Abstract

The ballistic performance edge clamped 304 stainless-steel sandwich panels has been measured by impacting the plates at mid-span with a spherical steel projectile whose impact velocity ranged from 250 to 1300 m s −1. The sandwich plates comprised two identical face sheets and a pyramidal truss core: the diameter of the impacting spherical projectile was approximately half the 25 mm truss core cell size. The ballistic behavior has been compared with monolithic 304 stainless-steel plates of approximately equal areal mass and with high-strength aluminum alloy (6061-T6) sandwich panels of identical geometry. The ballistic performance is quantified in terms of the entry and exit projectile velocities while high-speed photography is used to investigate the dynamic deformation and failure mechanisms. The stainless-steel sandwich panels were found to have a much higher ballistic resistance than the 6061-T6 aluminum alloy panels on a per volume basis but the ballistic energy absorption of the aluminum structures was slightly higher on a per unit mass basis. The ballistic performance of the monolithic and sandwich panels is almost identical though the failure mechanics of these two types of structures are rather different.
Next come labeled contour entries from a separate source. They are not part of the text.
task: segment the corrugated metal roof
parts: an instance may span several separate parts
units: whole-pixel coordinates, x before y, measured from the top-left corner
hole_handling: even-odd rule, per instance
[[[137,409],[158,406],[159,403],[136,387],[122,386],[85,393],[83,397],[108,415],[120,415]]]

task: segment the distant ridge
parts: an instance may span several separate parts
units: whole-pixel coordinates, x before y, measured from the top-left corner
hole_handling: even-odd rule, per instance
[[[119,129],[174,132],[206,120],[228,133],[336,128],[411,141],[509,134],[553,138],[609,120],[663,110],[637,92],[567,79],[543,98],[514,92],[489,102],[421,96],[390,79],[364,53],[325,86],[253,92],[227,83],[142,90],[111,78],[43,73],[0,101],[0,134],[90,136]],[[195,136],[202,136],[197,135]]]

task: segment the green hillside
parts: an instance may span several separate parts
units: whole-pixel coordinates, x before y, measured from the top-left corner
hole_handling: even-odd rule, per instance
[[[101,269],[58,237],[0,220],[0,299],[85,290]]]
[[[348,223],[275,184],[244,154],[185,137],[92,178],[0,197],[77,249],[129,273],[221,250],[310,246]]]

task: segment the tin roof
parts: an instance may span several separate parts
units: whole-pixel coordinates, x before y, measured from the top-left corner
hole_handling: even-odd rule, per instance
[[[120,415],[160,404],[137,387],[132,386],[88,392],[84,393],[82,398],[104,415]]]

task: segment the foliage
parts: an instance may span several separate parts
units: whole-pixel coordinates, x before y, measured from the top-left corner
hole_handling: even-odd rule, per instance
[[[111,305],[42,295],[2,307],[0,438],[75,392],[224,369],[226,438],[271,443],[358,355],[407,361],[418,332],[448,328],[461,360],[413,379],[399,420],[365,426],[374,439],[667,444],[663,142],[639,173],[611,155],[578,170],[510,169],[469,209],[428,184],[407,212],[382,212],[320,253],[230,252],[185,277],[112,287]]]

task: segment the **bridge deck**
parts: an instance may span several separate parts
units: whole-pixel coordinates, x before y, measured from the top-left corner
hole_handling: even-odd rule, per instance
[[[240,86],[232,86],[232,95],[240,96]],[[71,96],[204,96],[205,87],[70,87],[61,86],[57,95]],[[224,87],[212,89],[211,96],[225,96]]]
At high impact velocities, the monolithic plates fail by ductile hole enlargement. By contrast, only the proximal face sheet of the sandwich plate undergoes this type of failure. The distal face sheet fails by a petalling mode over the entire velocity range investigated here. Given the substantially higher blast resistance of sandwich plates compared to monolithic plates of equal mass, we conclude that sandwich plates display a potential to outperform monolithic plates in multi-functional applications that combine blast resistance and ballistic performance.